SB 1777 by Senator José Menéndez and HB 2523 co-authored by Representatives Nicole Collier, Garnet Coleman, and Elliott Naishtat both relate to the continuation of certain public benefits, including medical assistance, for individuals after release from confinement in a county jail.
The bills seek to amend the Human Resource Code that suspends or terminates Medicaid eligibility for certain individuals confined in a county jail. If enacted, the amended code would require the Health and Human Services Commission to automatically reinstate the individual’s Medicaid eligibility within 48 hours after being notified of the person’s release, providing the individual’s eligibility certification period is still active.
Why is this change to the code so important?
Statistics show that individuals with untreated mental health and substance use disorders are 8 times more likely to be incarcerated, often due to lack of access to appropriate crisis services and ongoing care. A large percentage of individuals entering county jails have a diagnosed mental health disorder. According to the Texas Department of Criminal Justice, 35 percent of Texas inmates have a mental health need and most have substance use disorders.
Many of these individuals rely on federal aid such as Medicaid, Supplemental Security Income, and Social Security Disability Insurance benefits.
When an individual is arrested, jail administration reports the incarceration to the Social Security Administration. Consequently, the incarcerated individual's benefits are terminated regardless whether or not he or she was charged with an offense. A person released on bond or released because charges were dismissed, is left without health care or financial assistance. It takes months to restore a person's eligibility, during which time the individual is left without the essential therapy or medications necessary to maintain mental health and wellbeing.
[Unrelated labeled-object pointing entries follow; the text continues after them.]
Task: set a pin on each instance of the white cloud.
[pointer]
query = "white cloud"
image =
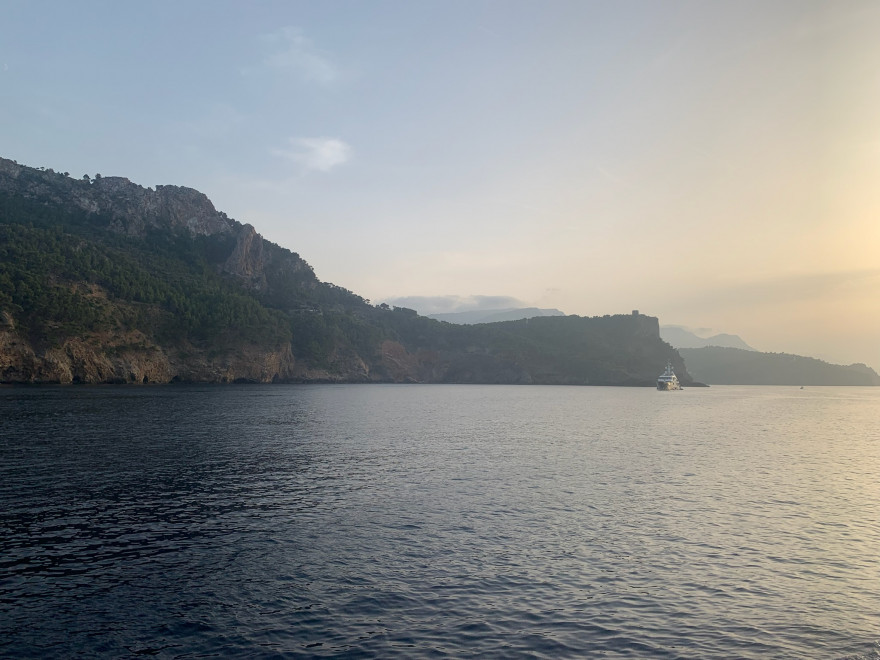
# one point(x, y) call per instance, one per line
point(321, 154)
point(291, 50)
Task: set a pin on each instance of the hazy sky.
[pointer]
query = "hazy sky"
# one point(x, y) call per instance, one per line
point(715, 164)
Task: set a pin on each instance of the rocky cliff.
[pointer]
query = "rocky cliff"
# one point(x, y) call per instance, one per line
point(104, 281)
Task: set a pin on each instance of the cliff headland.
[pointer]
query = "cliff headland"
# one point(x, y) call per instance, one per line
point(105, 281)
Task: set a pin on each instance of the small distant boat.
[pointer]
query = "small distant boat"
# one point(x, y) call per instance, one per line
point(668, 380)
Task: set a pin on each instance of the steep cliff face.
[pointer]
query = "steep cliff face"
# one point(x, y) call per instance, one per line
point(130, 209)
point(104, 281)
point(132, 357)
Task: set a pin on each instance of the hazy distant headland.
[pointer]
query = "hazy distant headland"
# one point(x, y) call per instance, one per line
point(734, 366)
point(680, 337)
point(104, 281)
Too frequently these individuals are treated in emergency rooms without healthcare coverage or end up on the streets without means of support. As a result, counties and municipalities bear much of the cost of housing and health care, including behavioral health care.
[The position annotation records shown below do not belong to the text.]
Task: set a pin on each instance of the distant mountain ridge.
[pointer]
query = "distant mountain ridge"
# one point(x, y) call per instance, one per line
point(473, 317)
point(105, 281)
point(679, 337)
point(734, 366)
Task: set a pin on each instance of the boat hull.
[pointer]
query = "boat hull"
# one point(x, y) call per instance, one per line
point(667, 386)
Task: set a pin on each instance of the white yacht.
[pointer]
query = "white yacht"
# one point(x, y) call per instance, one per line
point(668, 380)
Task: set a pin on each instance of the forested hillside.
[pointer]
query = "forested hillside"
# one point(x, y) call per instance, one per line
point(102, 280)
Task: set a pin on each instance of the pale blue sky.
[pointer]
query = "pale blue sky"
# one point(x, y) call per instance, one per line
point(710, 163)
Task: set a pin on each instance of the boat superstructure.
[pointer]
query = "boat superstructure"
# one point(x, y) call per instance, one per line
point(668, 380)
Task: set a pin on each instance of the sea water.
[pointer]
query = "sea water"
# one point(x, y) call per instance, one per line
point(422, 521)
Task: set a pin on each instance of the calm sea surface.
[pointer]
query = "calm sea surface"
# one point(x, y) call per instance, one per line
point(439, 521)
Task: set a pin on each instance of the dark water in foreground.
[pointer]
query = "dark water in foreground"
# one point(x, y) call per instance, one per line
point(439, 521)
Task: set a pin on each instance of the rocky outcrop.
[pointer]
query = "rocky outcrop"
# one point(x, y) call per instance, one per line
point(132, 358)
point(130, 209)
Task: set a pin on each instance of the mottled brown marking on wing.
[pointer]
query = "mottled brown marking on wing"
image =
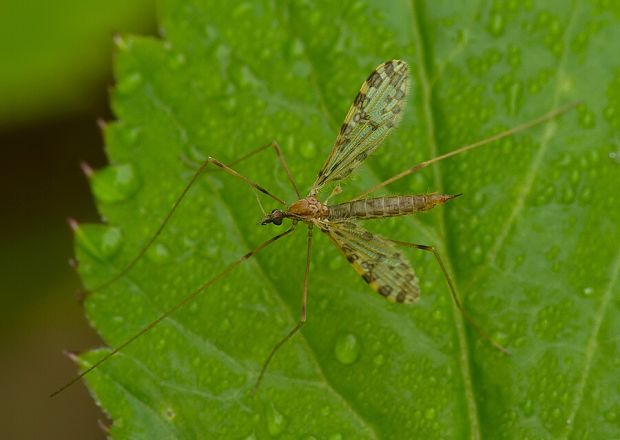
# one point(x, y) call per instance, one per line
point(377, 261)
point(376, 110)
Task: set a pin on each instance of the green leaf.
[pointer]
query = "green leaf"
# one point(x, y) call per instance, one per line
point(533, 245)
point(56, 54)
The Solution: Allowing Continuity of Care
Continuity of care is essential to keeping individuals living with mental health needs from returning to jail. SB 1777 and HB 2523 provide a mechanism by which certain public assistance benefits can be suspended and reinstated, rather than terminated, should a person receiving benefits be confined in a county jail.
Both bills accomplish this by giving local sheriffs the option to participate in a program to notify the Health and Human Services Commission (HHSC) of an individual's confinement and/or conviction. HHSC then, after a full calendar month, as appropriate will terminate or suspend an individual's benefits.
If an individual's benefits are suspended, HHSC has within 48 hours after release to reinstate benefits. SB 1777 and HB 2523 also give sheriffs the option to enter into an agreement with a third party to assist with reintegration and reinstatement efforts.
There are economic advantages to the legislation. In the current system when a confined individual receives inpatient hospital treatment, the sheriff's office bears the cost. If an individual's benefits are suspended, rather than terminated, the burden of cost shifts to Medicaid. Additionally, this legislation seeks to lower recidivism rates among individuals with mental health disorders. If an individual's benefits are reinstated within 48 hours after release, then he or she can continue receiving essential health care without interruption.
SB 1777 and HB 2523 are examples of how our state can promote Smart Justice for the mentally ill in our jails by helping them continue the care needed to keep them out of jail. We hope to see these bills make it through their respective committees and onto the floor for passage.
Tom Luce, chief executive officer of the Meadows Mental Health Policy Institute, has been engaged in public service for more than 30 years. Among his five major public appointments, he served as U.S. Assistant Secretary of Education for Planning, Evaluation and Policy Development during the George W. Bush administration and Chief Justice pro tempore of the Texas Supreme Court. He has co-founded and led various nonprofit entities including the National Math and Science Initiative.